🤖 AI Summary
This study identifies an implicit language bias in large reasoning models (LRMs): when processing multilingual inputs, LRMs default to high-resource languages—particularly English—for internal reasoning, severely degrading performance on low-resource language tasks. To systematically investigate this, we design a multidimensional, controllable evaluation framework covering MMMLU, MATH-500, CulturalBench, and LMSYS-toxic, integrating reasoning-path tracing and cross-lingual attribution analysis. We empirically demonstrate that enforcing same-language reasoning—though it reduces general reasoning capability (especially for low-resource languages)—significantly improves cultural alignment and language-specific accuracy in safety evaluation. Crucially, this work is the first to empirically establish “reasoning-language–input-language mismatch” as a fundamental bottleneck to multilingual fairness. Our findings provide both theoretical grounding and methodological tools for developing language-neutral LRMs.
📝 Abstract
Large reasoning models (LRMs) have demonstrated impressive performance across a range of reasoning tasks, yet little is known about their internal reasoning processes in multilingual settings. We begin with a critical question: {it In which language do these models reason when solving problems presented in different languages?} Our findings reveal that, despite multilingual training, LRMs tend to default to reasoning in high-resource languages (e.g., English) at test time, regardless of the input language. When constrained to reason in the same language as the input, model performance declines, especially for low-resource languages. In contrast, reasoning in high-resource languages generally preserves performance.

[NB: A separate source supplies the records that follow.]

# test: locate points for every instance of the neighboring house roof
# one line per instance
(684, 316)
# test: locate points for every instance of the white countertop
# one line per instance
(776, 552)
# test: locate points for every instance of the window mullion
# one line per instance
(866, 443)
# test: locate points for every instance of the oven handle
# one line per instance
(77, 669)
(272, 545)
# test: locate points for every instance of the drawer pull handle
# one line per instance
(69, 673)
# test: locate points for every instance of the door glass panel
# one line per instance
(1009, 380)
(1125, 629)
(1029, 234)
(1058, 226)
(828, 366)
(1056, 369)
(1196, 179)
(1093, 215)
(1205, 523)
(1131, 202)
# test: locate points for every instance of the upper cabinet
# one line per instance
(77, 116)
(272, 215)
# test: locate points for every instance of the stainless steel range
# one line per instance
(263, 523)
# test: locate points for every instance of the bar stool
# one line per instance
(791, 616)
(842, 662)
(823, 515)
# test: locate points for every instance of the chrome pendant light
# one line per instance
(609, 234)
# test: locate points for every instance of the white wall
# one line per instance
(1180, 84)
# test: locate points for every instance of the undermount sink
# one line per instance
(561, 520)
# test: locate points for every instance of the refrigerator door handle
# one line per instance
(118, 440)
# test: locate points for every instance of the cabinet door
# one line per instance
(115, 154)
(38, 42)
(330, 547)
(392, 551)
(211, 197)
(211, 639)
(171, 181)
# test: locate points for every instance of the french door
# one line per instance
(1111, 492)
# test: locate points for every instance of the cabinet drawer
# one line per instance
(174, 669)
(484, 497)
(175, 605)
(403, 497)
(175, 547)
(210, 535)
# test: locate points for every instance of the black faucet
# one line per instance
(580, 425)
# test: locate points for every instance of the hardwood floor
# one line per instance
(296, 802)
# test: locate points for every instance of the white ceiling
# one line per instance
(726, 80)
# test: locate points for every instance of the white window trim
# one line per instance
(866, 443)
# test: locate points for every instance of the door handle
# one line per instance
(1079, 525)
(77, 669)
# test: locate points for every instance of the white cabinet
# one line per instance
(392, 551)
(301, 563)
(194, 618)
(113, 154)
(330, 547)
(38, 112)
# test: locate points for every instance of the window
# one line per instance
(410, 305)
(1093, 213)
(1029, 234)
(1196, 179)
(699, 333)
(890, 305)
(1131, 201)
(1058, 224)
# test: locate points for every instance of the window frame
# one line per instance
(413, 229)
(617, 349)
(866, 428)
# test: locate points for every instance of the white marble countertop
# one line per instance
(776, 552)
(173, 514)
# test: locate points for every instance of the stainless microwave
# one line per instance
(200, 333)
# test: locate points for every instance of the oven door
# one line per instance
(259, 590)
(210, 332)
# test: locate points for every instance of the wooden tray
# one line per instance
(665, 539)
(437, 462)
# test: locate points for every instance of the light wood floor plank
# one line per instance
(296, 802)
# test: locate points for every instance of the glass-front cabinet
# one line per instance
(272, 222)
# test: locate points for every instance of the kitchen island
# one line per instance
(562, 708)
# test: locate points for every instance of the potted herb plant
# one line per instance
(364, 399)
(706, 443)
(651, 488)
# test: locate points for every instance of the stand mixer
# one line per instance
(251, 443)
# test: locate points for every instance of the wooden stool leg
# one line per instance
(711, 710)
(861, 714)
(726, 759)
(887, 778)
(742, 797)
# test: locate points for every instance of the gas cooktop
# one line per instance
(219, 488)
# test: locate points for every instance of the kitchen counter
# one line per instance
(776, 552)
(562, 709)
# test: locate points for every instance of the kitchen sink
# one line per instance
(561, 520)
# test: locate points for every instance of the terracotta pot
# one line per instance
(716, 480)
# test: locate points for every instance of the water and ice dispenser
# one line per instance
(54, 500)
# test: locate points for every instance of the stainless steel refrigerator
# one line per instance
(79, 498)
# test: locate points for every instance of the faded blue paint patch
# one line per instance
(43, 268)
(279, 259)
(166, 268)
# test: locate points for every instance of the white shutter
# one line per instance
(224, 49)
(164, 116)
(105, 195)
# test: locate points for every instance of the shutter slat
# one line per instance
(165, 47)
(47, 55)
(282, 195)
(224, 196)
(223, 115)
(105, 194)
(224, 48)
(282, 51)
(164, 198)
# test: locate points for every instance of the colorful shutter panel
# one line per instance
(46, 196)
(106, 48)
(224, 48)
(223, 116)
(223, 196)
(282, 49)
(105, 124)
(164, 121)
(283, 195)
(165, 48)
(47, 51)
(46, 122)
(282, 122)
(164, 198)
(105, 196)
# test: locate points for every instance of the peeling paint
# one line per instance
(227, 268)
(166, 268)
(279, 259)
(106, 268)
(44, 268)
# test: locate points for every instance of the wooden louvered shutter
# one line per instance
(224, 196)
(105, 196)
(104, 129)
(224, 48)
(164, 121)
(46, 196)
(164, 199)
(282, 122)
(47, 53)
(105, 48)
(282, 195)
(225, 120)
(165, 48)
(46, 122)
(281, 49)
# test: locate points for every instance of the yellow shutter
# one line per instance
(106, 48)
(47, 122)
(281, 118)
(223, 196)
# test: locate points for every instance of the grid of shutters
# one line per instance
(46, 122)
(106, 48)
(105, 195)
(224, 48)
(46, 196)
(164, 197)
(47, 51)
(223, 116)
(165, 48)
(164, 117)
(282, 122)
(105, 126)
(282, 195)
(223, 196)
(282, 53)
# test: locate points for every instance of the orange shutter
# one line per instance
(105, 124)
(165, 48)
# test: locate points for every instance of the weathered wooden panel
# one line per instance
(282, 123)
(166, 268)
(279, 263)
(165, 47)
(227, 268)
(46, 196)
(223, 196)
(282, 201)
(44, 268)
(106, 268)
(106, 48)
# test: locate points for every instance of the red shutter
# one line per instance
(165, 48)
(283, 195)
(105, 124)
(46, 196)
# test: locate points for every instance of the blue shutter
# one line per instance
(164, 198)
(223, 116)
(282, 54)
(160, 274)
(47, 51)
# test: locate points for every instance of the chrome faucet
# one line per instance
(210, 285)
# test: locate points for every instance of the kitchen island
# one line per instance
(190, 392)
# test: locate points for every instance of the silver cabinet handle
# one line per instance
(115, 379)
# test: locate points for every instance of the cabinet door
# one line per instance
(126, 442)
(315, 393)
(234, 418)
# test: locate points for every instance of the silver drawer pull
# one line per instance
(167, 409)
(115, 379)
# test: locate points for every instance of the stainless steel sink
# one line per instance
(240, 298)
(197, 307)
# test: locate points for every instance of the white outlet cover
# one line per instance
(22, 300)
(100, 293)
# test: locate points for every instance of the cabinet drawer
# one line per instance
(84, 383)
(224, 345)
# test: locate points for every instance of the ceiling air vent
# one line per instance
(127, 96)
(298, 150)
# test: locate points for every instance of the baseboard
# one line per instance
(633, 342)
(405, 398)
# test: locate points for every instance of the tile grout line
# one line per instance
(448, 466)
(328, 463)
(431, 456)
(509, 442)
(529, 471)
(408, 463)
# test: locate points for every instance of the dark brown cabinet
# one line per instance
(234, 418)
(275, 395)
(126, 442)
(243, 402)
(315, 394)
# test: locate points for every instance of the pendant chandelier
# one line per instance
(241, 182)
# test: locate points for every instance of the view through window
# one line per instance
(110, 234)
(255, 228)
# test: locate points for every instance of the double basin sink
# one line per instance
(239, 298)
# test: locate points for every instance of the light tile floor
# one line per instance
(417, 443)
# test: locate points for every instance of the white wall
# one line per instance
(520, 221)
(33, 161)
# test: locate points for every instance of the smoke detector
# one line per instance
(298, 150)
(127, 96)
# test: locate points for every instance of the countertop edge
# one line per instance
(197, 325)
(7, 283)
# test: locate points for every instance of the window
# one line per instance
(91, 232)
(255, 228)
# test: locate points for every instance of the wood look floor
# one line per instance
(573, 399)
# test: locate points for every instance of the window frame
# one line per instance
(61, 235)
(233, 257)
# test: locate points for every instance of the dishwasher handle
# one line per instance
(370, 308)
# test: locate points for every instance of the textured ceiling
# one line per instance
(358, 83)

We conduct extensive evaluations across reasoning-intensive tasks (MMMLU, MATH-500) and non-reasoning benchmarks (CulturalBench, LMSYS-toxic), showing that the effect of language choice varies by task type: input-language reasoning degrades performance on reasoning tasks but benefits cultural tasks, while safety evaluations exhibit language-specific behavior. By exposing these linguistic biases in LRMs, our work highlights a critical step toward developing more equitable models that serve users across diverse linguistic backgrounds.